4. Bölüm

17 1 0
                                    

Jay yatağında uzanmış tavanı seyrediyordu. Bütün gün Mark'la çömezleri eğitmiş, onların sınırlarını zorlamıştı. İkisi de çömezlerin başlarında dikilirken İttifak Ordusu'na katılacak olan bu çocukların nitelikli birer asker olmaları için görevlendirilmiş, deneyimli ve yetenekli askerlerdi. Çömezler yarım gün süren zorlu eğitimden sonra yerden kalkacak halleri kalmayınca (biri revirlik olmuştu) eğitimi sonlandırdılar ve herkes odasına dağıldı. Sabahın erken saatlerinden beri ayakta olan Jay için, kendiyle başbaşa kalma fırsatı ilk defa var olmuştu. Tavanı izlerken kendi çömezliğinde ki eğitim anıları zihnini doldurdu. Babası o zamanlar şu an oğlunun olduğu statüde, nitelikli bir asker sıfatıyla çömezlere eğitim vermekle görevliyken oğluna eğitim vermeyi reddetmişti. Diğer çömezlerin, babasının ona ayrımcılık yaptığını düşünmelerini engellemekti düşüncesi. Jay'in babası Alfred'i tanıyan herkes böyle bir şeyin olmayacağını bilirdi fakat saygı duydukları bu askere karşı çıkmadılar ve böylece çömezler iki gruba ayrıldı. Mark'ın da içinde olduğu birinci grup Alfred'in askerleri, Jay ve ikinci grup da Grey'in askerleri olmuştu. Grey bir baş belası, bir ruh hastası olduğu için ikinci gruptan her gün en az 5 çömez revirlik olurdu. Anne ve babasını kaybedip yıllar geçtikten sonra, bir gün Jay'in dirseği öyle bir kırılmıştı ki kemik eti yarıp dışarı çıkmıştı. Grey mermer gibi bir soğuklukla kemiği yerine oturtmuştu. Jay 13 yaşındaki bir çocuk olarak çığlık çığlığa eğitim matının üstünde ağlarken kemikleri çoktan kaynamış, yarası çoktan kapanmıştı bile. Jay, hayatı boyunca bundan çok daha büyük fiziksel acılar yaşamış olsa da her aklına gelişinde aynı acıyı hissederdi.

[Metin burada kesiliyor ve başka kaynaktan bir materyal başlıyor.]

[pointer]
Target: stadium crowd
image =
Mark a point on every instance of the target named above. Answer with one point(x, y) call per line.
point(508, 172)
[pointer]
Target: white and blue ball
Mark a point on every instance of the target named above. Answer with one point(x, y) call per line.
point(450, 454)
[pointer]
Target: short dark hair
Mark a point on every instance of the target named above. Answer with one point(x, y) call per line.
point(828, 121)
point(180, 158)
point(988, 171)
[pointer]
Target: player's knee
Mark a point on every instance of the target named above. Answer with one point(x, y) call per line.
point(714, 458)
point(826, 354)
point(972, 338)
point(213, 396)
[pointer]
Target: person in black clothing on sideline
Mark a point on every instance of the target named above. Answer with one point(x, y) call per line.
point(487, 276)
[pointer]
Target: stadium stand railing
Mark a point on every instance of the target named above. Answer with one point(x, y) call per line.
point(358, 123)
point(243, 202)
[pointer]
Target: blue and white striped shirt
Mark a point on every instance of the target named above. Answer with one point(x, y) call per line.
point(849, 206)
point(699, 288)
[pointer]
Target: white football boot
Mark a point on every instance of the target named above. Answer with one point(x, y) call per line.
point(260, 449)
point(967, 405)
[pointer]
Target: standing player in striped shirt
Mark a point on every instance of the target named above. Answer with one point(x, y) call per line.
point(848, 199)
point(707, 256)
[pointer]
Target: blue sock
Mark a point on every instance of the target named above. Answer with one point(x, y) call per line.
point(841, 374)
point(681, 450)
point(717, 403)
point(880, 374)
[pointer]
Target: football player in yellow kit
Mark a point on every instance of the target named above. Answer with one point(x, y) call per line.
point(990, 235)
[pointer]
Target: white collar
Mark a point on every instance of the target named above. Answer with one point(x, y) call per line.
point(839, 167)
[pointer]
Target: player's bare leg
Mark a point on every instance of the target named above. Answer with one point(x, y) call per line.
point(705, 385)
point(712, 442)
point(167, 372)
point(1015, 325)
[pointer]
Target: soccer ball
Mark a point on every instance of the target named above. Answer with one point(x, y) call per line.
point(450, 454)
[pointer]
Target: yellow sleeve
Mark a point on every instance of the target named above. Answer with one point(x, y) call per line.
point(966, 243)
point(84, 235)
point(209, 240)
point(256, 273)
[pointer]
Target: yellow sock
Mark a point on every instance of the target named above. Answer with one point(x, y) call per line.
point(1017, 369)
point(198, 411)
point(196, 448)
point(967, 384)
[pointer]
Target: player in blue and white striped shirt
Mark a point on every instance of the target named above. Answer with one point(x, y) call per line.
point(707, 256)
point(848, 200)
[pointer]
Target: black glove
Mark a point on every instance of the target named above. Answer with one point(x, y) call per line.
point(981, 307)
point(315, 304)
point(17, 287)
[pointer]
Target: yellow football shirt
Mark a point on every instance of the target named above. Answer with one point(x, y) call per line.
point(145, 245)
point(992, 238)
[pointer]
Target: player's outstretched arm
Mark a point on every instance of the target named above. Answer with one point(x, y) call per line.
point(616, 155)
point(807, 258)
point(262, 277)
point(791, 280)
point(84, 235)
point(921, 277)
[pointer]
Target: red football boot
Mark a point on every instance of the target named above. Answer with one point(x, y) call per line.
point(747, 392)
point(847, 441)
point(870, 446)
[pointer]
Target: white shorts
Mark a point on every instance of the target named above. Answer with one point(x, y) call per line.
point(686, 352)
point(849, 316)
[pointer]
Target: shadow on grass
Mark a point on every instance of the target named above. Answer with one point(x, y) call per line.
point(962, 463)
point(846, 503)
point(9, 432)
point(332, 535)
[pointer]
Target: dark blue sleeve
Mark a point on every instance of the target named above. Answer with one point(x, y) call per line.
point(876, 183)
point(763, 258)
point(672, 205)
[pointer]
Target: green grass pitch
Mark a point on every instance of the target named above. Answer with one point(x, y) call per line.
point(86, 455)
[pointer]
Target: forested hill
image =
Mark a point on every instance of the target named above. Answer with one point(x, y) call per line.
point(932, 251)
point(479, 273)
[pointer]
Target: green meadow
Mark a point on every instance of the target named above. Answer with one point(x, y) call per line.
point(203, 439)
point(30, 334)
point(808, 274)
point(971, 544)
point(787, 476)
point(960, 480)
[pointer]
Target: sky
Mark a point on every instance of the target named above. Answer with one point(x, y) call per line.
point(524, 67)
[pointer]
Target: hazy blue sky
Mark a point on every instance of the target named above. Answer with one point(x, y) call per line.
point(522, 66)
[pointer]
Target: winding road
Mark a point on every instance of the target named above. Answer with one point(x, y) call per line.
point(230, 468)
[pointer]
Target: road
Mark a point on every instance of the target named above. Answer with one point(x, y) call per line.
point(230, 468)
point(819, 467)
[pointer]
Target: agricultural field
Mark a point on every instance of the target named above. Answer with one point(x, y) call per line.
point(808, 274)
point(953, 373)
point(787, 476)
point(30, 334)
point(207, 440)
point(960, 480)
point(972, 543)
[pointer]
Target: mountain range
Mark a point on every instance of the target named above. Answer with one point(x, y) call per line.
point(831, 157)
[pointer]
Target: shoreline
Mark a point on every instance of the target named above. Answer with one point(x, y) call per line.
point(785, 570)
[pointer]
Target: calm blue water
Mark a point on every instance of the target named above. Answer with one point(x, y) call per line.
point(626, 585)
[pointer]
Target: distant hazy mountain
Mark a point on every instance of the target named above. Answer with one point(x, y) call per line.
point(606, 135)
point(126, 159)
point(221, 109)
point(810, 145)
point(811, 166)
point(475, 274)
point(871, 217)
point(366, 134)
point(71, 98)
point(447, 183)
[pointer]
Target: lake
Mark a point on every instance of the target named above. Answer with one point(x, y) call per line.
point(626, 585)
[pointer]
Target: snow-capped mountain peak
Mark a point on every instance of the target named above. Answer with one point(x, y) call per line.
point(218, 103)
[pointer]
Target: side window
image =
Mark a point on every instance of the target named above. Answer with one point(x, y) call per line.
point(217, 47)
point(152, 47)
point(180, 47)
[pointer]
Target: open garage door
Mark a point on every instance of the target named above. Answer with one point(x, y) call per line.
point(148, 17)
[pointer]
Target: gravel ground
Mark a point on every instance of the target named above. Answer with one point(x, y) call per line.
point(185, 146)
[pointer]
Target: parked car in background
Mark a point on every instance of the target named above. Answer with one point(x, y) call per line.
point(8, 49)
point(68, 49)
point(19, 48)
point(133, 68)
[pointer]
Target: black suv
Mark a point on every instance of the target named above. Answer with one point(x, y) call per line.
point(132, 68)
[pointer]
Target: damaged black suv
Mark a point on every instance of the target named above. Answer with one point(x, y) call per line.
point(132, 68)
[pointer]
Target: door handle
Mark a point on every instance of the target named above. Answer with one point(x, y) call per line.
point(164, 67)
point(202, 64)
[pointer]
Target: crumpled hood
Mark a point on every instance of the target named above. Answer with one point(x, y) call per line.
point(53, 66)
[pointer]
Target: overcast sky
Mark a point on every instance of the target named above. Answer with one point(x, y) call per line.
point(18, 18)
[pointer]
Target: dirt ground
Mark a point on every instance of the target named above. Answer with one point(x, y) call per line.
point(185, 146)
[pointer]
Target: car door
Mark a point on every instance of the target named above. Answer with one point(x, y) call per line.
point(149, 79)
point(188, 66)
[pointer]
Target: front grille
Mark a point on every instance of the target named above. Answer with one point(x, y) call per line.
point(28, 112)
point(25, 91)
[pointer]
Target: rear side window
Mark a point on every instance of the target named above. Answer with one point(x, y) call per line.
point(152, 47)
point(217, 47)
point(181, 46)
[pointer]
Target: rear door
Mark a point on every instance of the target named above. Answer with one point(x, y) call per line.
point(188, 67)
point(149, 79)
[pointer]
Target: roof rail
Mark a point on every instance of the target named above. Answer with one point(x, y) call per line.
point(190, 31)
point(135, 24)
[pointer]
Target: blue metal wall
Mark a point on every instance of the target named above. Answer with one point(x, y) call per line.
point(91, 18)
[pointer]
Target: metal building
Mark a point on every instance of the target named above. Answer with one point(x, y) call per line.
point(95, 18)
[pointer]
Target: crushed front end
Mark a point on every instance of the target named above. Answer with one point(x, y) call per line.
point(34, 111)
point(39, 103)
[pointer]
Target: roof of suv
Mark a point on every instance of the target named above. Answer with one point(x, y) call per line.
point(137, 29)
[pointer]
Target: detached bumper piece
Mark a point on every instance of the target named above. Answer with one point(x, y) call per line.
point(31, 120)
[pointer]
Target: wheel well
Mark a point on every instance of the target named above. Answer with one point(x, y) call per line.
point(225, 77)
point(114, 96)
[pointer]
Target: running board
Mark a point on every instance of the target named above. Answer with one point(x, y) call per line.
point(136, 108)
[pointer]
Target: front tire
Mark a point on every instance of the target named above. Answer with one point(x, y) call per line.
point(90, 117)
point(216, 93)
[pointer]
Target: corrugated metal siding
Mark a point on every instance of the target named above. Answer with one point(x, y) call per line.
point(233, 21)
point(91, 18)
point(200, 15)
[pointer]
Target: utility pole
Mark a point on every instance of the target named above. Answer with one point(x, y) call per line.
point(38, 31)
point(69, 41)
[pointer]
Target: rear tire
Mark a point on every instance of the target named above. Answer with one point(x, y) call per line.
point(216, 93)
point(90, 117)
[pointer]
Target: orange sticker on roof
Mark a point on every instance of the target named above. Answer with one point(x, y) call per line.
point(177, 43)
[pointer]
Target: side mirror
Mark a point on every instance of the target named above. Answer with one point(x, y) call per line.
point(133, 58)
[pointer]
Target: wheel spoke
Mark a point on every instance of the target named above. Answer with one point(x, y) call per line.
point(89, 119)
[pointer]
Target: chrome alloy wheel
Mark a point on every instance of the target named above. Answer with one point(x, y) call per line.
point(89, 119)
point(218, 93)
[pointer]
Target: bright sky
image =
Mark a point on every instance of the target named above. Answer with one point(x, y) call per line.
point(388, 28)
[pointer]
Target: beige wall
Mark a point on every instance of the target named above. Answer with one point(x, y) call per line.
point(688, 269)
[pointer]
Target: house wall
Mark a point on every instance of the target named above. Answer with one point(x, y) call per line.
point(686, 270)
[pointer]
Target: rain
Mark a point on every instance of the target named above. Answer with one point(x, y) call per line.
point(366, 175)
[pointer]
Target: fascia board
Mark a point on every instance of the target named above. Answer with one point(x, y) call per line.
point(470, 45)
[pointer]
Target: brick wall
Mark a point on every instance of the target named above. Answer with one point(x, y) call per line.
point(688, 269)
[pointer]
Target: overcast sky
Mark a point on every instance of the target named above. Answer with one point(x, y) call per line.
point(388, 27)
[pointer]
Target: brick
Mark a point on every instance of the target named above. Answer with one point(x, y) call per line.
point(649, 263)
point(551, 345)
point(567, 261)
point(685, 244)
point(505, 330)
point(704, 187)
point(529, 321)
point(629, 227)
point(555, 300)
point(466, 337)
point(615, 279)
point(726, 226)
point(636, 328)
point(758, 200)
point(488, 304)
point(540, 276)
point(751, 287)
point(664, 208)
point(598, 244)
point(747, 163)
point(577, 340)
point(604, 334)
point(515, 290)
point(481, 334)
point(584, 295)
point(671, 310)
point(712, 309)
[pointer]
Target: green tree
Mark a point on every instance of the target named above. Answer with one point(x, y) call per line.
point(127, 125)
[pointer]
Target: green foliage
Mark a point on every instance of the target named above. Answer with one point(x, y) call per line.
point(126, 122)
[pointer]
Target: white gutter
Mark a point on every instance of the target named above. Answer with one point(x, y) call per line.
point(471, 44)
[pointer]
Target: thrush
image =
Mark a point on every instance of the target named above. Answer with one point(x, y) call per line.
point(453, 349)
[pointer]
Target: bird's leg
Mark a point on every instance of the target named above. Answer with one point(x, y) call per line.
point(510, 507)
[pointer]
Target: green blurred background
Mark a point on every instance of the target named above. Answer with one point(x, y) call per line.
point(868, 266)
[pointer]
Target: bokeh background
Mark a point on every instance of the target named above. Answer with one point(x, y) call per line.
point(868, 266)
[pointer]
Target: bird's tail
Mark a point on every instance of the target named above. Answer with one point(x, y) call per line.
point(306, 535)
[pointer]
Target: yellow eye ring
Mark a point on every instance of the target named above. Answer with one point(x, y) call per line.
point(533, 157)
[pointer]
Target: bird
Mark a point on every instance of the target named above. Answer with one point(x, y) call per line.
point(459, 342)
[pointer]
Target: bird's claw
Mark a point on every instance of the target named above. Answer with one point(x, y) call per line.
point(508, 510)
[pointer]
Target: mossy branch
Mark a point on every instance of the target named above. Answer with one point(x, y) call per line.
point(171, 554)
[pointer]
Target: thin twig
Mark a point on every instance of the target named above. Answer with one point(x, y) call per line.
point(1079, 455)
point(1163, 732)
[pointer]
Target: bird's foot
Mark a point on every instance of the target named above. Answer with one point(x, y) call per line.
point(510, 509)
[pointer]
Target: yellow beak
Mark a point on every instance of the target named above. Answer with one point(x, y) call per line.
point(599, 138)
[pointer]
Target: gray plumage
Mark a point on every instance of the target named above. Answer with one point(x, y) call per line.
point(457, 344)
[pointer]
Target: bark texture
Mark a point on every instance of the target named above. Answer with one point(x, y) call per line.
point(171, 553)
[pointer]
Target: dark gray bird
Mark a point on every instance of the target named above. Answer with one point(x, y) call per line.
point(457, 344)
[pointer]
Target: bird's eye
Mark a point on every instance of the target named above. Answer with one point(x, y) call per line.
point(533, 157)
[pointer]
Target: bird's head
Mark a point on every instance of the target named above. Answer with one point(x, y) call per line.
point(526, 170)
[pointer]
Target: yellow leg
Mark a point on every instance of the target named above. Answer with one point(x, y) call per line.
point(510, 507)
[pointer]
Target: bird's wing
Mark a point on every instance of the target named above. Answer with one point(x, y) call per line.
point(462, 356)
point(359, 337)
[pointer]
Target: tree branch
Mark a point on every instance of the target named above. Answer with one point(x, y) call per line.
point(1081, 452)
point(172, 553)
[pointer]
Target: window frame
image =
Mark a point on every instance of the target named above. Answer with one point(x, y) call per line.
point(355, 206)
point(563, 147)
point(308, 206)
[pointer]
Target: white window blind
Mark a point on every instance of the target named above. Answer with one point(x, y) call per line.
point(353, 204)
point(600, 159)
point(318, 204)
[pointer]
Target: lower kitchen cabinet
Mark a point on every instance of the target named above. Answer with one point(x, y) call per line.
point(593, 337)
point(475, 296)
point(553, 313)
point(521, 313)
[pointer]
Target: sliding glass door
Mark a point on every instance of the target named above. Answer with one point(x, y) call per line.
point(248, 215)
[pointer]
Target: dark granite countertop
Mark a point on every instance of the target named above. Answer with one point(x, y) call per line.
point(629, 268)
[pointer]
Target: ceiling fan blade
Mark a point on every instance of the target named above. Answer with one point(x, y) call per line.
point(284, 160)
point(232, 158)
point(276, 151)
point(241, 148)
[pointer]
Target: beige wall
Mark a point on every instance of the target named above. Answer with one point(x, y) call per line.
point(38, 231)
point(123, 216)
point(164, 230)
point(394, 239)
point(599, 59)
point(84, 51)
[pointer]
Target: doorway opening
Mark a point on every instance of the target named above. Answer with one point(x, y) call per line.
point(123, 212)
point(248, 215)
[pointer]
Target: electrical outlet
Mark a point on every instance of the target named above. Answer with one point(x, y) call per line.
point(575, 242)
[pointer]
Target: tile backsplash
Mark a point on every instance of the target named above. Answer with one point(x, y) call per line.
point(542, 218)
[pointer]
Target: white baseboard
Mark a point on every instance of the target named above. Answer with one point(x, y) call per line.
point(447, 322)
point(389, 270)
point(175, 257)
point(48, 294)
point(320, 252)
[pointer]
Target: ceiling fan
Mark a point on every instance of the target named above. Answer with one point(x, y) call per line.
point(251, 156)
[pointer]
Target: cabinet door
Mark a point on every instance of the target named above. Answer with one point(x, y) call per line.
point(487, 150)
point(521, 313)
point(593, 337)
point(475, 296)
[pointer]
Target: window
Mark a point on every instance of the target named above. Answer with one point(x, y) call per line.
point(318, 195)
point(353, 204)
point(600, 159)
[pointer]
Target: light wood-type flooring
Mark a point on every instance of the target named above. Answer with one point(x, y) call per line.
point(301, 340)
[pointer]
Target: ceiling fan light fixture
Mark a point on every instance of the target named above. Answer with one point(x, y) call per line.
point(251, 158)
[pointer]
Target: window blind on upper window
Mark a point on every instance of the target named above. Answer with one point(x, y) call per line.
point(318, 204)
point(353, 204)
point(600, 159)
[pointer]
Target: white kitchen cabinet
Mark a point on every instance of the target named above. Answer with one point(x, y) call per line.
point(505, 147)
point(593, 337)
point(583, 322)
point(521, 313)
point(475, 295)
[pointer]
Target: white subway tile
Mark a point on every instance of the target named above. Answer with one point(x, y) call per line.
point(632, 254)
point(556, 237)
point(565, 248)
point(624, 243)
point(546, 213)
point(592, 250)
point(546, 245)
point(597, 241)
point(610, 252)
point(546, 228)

Odasının kapısı çalınmasıyla düşüncelerinden çıktı. Huzursuz bir şekilde homurdanıp, rahatı bozulduğu için ağzında bir küfür geveledi. Jay'in komutuyla kapıyı aralayıp odaya giren asker hazır ola geçip "Hunter sizi görmek istiyor, efendim."dedi. Jay olumlu yanıt verip askeri gönderdi. Telefonundan saate baktı ve ablasının bu saatte görüşmek istemesinin iyiye alamet olmadığını anladı. Yeni bir görev, diye geçirdi aklından. Siyah saçlarını düzeltip liderin karşısına çıkmaya hazır olduğuna karar verince odasından çıktı. Rebecca'nın odasına giderken son ziyaretini hatırladı. O gece Patricia'yla yaptığı konuşma geldi aklına. O günden sonra Patricia'yı hiç görmemişti.

Jay, Rebecca'nın kapısını çalıp beklemeye koyuldu. Biraz sonra gir komutunu alınca, tıpkı kendisini ziyarete gelen asker gibi liderin karşısında hazır ola geçti.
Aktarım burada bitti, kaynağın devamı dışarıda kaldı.